Rebecca Wilder says you shouldn't get your hopes up based upon today's uptick in industrial production:
Sorry folks but industrial production screams recession: Today the Federal Reserve reported an unexpected 1.3% surge in October industrial production. Capacity utilization increased to 76.4%, and production in manufacturing, mining, and utilities grew 0.6%, 6.1%, and 0.4%, respectively. Consumer goods production increased 1.3%, while business equipment production fell another 2.2% (following a September 7.1% decline). Sounds great, right? Wrong.
One could curtly say that the downward trend is broken, but alas, we are in a recession right now, and good news is for the birds.
September industrial production growth was revised downward almost 1.0% to a 3.7% contraction. And furthermore, the Boeing strike and Hurricanes Gustav and Ike played their part in upward-biasing the data.
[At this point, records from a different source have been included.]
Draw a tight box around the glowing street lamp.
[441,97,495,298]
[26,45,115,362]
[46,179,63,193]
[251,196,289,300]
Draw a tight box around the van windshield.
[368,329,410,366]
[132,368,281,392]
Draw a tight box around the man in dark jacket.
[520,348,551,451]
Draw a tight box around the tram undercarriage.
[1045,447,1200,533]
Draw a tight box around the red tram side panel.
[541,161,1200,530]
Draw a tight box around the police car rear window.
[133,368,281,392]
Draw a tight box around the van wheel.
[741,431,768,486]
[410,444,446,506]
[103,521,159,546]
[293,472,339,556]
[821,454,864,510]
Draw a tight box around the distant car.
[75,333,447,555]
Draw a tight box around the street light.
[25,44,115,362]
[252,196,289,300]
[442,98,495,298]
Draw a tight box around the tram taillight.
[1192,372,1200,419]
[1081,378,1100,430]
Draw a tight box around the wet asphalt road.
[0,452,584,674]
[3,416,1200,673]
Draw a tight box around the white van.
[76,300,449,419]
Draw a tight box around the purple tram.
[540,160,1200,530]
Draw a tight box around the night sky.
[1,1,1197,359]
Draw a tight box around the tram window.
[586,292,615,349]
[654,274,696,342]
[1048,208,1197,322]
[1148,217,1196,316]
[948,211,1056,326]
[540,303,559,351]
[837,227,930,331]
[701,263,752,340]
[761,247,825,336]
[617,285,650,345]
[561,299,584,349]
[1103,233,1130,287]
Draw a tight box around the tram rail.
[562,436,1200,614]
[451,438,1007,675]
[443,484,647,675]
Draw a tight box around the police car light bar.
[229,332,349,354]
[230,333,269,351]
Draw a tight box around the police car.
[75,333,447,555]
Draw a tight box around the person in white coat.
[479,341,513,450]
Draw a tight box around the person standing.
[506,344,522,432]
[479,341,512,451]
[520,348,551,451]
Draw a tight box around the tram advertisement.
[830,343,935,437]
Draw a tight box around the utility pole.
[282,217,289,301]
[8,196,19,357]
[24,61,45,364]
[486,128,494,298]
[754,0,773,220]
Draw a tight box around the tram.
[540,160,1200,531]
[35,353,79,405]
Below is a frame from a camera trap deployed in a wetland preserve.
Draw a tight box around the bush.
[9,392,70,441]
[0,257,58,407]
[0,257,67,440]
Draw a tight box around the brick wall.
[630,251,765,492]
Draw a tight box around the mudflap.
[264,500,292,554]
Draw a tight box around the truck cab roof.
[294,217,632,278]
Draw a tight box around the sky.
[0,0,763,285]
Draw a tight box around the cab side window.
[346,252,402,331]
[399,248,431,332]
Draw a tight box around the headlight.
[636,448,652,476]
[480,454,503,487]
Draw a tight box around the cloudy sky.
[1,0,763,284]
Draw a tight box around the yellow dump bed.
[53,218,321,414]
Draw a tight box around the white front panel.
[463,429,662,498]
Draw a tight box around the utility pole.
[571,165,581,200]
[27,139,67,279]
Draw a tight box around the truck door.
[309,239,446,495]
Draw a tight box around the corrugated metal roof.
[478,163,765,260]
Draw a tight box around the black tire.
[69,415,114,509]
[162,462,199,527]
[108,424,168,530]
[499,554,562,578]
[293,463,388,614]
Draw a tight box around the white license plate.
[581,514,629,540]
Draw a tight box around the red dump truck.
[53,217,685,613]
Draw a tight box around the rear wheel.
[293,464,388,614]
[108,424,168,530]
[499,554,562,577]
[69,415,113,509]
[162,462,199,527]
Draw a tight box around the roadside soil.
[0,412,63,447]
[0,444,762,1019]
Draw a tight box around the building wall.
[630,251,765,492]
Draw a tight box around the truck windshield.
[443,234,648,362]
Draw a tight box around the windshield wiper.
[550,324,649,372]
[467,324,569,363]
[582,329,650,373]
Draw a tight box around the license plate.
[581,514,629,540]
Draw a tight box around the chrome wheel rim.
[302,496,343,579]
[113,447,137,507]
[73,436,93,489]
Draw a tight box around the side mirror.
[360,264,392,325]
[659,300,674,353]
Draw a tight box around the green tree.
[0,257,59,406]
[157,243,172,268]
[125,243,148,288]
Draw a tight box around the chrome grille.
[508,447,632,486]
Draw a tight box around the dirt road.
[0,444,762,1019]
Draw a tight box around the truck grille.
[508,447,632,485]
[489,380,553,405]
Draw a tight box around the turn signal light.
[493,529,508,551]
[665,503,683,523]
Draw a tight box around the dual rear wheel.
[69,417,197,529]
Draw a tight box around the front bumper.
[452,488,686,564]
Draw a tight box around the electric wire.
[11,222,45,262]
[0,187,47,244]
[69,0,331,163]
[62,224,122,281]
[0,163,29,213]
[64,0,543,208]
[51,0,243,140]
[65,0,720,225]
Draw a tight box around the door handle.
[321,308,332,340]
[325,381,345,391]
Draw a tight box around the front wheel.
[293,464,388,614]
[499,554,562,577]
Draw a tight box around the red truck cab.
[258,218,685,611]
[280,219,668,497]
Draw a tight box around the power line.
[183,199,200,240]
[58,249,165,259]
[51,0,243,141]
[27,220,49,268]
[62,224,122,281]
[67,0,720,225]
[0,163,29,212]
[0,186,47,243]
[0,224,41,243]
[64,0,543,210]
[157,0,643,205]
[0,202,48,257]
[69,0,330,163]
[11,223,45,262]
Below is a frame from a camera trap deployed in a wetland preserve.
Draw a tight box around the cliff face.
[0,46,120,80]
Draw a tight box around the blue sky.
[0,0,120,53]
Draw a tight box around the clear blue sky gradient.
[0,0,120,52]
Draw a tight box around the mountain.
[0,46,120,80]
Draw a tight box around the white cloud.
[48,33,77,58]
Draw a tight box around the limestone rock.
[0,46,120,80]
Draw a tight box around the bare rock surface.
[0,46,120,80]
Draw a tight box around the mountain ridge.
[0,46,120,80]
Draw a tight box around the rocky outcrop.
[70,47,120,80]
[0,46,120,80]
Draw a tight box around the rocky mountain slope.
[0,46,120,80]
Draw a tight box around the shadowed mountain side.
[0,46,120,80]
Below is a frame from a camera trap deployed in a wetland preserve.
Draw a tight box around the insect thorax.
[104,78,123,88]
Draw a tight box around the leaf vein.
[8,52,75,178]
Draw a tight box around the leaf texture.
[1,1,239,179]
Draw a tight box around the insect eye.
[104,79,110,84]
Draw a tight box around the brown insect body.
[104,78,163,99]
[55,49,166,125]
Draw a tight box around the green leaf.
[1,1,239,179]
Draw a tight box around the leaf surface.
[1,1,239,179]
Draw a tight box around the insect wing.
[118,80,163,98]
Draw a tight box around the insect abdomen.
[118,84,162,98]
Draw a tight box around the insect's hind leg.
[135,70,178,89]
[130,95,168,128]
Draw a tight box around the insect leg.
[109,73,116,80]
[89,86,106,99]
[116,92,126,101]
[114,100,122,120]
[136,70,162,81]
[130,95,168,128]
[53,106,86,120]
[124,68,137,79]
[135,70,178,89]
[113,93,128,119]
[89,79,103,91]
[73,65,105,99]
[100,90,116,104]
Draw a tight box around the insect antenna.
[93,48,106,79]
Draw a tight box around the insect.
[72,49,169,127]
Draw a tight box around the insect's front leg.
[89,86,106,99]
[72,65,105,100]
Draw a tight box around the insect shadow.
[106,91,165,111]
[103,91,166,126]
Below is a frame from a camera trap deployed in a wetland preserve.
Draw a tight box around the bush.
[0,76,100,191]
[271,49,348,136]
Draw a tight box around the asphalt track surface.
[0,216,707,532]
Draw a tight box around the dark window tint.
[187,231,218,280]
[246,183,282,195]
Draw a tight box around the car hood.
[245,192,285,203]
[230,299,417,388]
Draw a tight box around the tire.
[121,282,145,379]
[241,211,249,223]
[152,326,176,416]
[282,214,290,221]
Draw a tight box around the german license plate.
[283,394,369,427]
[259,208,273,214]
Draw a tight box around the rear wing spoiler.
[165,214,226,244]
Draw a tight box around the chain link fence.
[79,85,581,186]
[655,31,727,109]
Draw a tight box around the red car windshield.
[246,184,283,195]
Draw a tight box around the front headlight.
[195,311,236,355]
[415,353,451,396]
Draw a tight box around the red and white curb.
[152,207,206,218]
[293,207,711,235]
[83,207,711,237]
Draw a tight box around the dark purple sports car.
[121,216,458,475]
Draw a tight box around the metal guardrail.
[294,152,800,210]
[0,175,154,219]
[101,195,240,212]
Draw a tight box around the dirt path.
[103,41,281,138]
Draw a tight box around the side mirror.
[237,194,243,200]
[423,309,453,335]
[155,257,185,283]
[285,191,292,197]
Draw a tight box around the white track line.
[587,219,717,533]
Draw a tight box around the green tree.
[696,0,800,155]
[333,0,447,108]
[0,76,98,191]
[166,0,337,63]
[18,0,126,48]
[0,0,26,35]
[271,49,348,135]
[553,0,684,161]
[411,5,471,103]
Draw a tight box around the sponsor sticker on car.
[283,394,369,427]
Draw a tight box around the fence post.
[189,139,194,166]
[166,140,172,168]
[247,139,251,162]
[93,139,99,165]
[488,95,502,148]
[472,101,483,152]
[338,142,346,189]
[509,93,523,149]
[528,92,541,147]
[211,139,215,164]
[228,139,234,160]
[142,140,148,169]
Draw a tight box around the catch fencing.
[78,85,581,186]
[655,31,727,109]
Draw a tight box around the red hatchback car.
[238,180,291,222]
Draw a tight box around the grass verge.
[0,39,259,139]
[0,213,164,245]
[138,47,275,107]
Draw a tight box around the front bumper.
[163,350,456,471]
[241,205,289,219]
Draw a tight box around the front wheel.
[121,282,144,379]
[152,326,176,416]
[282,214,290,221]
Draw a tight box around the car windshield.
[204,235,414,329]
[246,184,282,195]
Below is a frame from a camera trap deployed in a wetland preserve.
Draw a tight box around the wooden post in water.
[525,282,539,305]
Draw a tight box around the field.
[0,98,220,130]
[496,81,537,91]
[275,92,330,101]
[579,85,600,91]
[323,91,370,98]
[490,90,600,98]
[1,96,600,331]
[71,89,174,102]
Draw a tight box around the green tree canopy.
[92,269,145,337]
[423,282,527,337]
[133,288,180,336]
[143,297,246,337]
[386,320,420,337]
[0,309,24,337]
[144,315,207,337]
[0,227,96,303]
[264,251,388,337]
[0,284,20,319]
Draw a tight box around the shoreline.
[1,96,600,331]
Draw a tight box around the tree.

The chart (click to enlarge) illustrates monthly industrial production spanning 2006-2008 in levels (the index) and in annual growth rates (for all you y/y buffs on the right axis) as reported by the Fed and also without the effects of the Boeing strike and Hurricanes Gustav and Ike.
Without the super sizing effect of the strike and hurricanes, industrial production continued its nose dive that started in August and is down almost
12%6% over the year. This is a significant and negative development in the only monthly measure of U.S. production.
The October industrial production release is just another piece of the recession puzzle for the National Bureau of Economic Research’s (NBER), where one more of its five major indicators - labor, wholesale and retail sales, industrial production, gross domestic product, and personal income – show that the economy is neck-deep in a recession.